A research team led by scientists and doctors in Leicester and the Netherlands has shown that a urine test to measure how patients will take their medications will save the NHS money. The research, published in the journal  Hypertension , was conducted in collaboration between the University of Leicester, Leicester's Hospitals and University of Groningen, Netherlands

Hypertension, or high blood pressure, nearly one-third of the population. Between 30 and 50% of patients with hypertension do not take all their prescribed medications. This is called 'non-adherence'. It is estimated that this costs the NHS millions of pounds in managing poor outcomes and ordering costly tests to find out why patients' blood pressure is not reduced.

The team led by Dr. Pankaj Gupta and Dr. Prashanth Patel, based at the University of Leicester and Leicester's Hospitals, has developed an innovative screening test which detects non-adherence for 40 of the most commonly used blood pressure medications, all from a single urine sample. They have previously shown that they have positive test results with blood pressure by around 20 points (the equivalent of 2 new medications) the results of the tests were discussed with non-adherent patients.

Prescribed hypertension drugs

This study builds on from the previous research by modeling the health economics of using the test in patients with hypertension. The new study shows that performing the urine test would not only lead to improvements in the care of people with hypertension, but that is also very likely to be cost-effective.

Using the best available data, the modeling predicts that in a cohort of 10,000 sixty-five-year-old male hypertensive patients, using the urine test would save £ 495 per person screened, and prevent more than 500 heart attacks and 300 strokes. This is because non-adherence to prescribed hypertension drugs has been shown to correlate with a higher risk of cardiovascular events. The savings are thought to be even greater for younger hypertensive patients.

Dr.
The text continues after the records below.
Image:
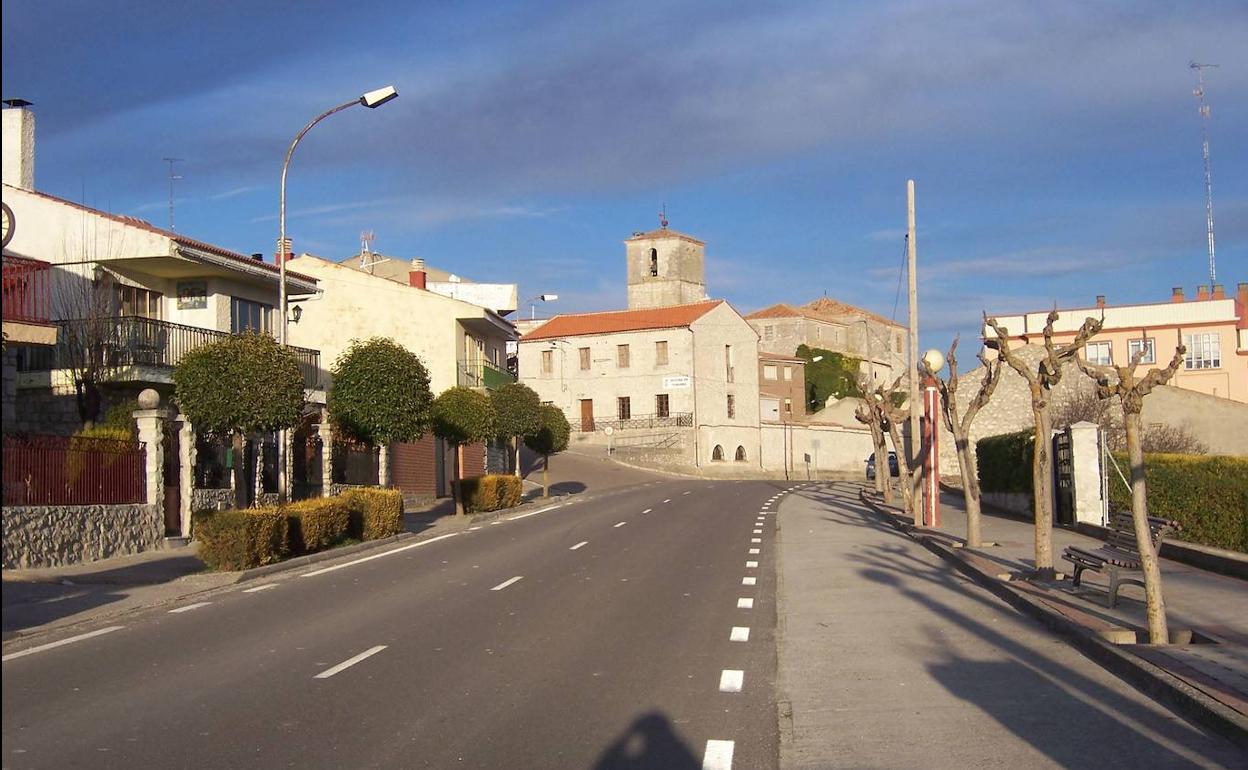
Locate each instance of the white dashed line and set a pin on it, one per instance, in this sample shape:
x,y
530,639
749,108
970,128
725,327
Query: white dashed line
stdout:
x,y
718,755
63,642
730,680
506,583
350,662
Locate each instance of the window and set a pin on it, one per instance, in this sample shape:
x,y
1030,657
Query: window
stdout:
x,y
134,301
1203,351
247,316
1148,346
1098,353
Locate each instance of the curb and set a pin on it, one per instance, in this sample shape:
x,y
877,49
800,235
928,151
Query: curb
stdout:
x,y
1151,679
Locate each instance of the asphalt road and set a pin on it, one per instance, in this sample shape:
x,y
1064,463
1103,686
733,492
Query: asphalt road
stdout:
x,y
595,635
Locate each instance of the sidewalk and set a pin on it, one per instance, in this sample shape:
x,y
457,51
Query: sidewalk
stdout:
x,y
889,657
1211,605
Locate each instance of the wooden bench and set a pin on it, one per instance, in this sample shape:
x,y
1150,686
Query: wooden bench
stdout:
x,y
1120,552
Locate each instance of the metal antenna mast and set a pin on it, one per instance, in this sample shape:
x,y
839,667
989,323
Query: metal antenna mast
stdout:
x,y
171,177
1208,175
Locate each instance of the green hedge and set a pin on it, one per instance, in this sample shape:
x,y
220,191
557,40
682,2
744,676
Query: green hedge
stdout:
x,y
1208,496
491,492
241,539
317,523
375,512
1005,462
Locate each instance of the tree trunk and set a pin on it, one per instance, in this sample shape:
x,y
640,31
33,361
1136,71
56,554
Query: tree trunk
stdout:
x,y
1158,630
1042,492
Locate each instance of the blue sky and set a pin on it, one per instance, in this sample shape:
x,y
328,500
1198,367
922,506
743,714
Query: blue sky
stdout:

Pankaj Gupta the senior co-author of the paper from the University of Leicester's Department of Cardiovascular Sciences and Co-Director of the National Center for Drug Adherence Testing (NCAT) based at Leicester's Hospitals said: "Clinically we know that the urine test The new 2018 European Society of Cardiology (ESC) and the European Society of Hypertension (ESH) Guidelines have also recently supported the use of this novel test to assess non-adherence. We are very pleased to show that urine biochemical screening is extremely cost-effective and hence we can now recommend its wider adoption."

Dr. Prashanth Patel, a co-author of the paper, Co-Director of the NCAT and Honorary Senior Lecturer at the University of Leicester, said: "Non-adherence to medical expenses is not a problem. Our novel biochemical test is robust and simple to use in busy clinics," it also leads to adverse outcomes for patients.

The urine test was established in 2011 and NCAT receives samples from around 33 NHS hospitals across the UK. It is foreseen that with the new ESC-ESH guidelines and the results of this study the use of this test will be adopted by more hospitals and GP practices in the UK and abroad.

Professor Kamlesh Khunti, Professor of Primary Care Diabetes and Vascular Medicine at the University of Leicester, Director of the National Institute for Health Research (NIHR) CLAHRC East Midlands and co-author said: "Non-adherence is a major problem globally in people with chronic Conditions such as hypertension, diabetes, and heart disease The aging population is more likely to be the cause of the disease than the chronic condition."